Oh, crap, now they're fighting over the jujubes, but at least they're being quiet, just hissing and poking at each other.
SA kind of goes still next to me, and it's not because Aragorn's on the screen looking battered and sexy. "What?" I whisper.
"Not sure. Something about gibbons. And tiramisu. Miracleman. I've got a bad feeling about this."
"Ah, crap, again? What's he doing now? Can it wait till the end of hte movie?"
"Sure, there's always enough trouble to go around."
"Cool."
"A house. Ah. I see. Then of course you want a powerful wizard as opposed to, say, a real estate agent!!"
I scratch my neck in frustration and my fingers encounter a card. Penny B. She'll have to wait.
Where was I? Oh, right.
"So, it's not gibbons then?" At her confused look I wave it away dismissively. "Right. So. A house. Fine." I glance at ita. "Cake? We got cake? It's not the 't' word."

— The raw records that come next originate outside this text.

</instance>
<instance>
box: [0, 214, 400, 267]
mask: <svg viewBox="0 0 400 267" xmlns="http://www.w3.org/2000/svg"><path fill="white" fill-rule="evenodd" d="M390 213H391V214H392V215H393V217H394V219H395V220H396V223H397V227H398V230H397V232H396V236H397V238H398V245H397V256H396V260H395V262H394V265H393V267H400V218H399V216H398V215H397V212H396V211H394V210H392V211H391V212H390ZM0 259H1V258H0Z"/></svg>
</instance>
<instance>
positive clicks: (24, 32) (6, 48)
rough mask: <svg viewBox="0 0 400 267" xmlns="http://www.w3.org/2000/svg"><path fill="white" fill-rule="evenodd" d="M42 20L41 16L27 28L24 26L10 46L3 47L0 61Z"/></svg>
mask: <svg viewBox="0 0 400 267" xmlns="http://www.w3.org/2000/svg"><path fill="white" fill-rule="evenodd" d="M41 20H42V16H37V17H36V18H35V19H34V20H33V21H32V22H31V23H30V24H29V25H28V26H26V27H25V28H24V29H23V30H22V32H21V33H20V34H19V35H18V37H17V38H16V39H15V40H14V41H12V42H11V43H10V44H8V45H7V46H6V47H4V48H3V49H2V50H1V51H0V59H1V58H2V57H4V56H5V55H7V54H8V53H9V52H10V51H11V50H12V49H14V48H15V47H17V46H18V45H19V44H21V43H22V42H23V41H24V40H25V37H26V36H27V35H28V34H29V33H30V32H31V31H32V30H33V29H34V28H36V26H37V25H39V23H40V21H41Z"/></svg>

I think I may have got on the wrong side of this Miracleman. Better explain, quick, before he blasts me or forces the t-word on me.
"Magic house," I say. Goddess, that was clear. "It's got to be a magic house."
"Well you came to the right town. This little townhouse we're in conveniently rests at the junction of two ley-lines and has a walk in closet that leads to any number of alternate universes as well as a wardrobe that goes to a somewhat annoying land full of talking lions and whatnot. Magic houses abound in Sang Sacre. The old real estate credo has been modified by the Sang Sacre Bureau of Commerce to read 'Location, location, enchantment."
ita's looking irritated. "Cookies? Lemon meringue pie?"
"Good."
I nod. The world goes black again.
"Aw, crap, there she goes again!"
I turn to ita (who I wish would stop polishing that blade in such a...meaningful way) and say "Looks like it's not gibbons. You don't appear to want food. I suppose you can go off and cavort with your doggies if you wish, though you're welcome to stay. This looks like she might sleep for a while and then she'll buy a house and undoubtedly unleash the forces of hell or the denizens of Ogden, Utah upon our fair and innocent *cough* town."
I wander back to the kitchen. "I wonder if this is another Gudanov situation. Maybe we should tell the Mayor that we have a new prospective citizen. And I think I'll have the roast beef."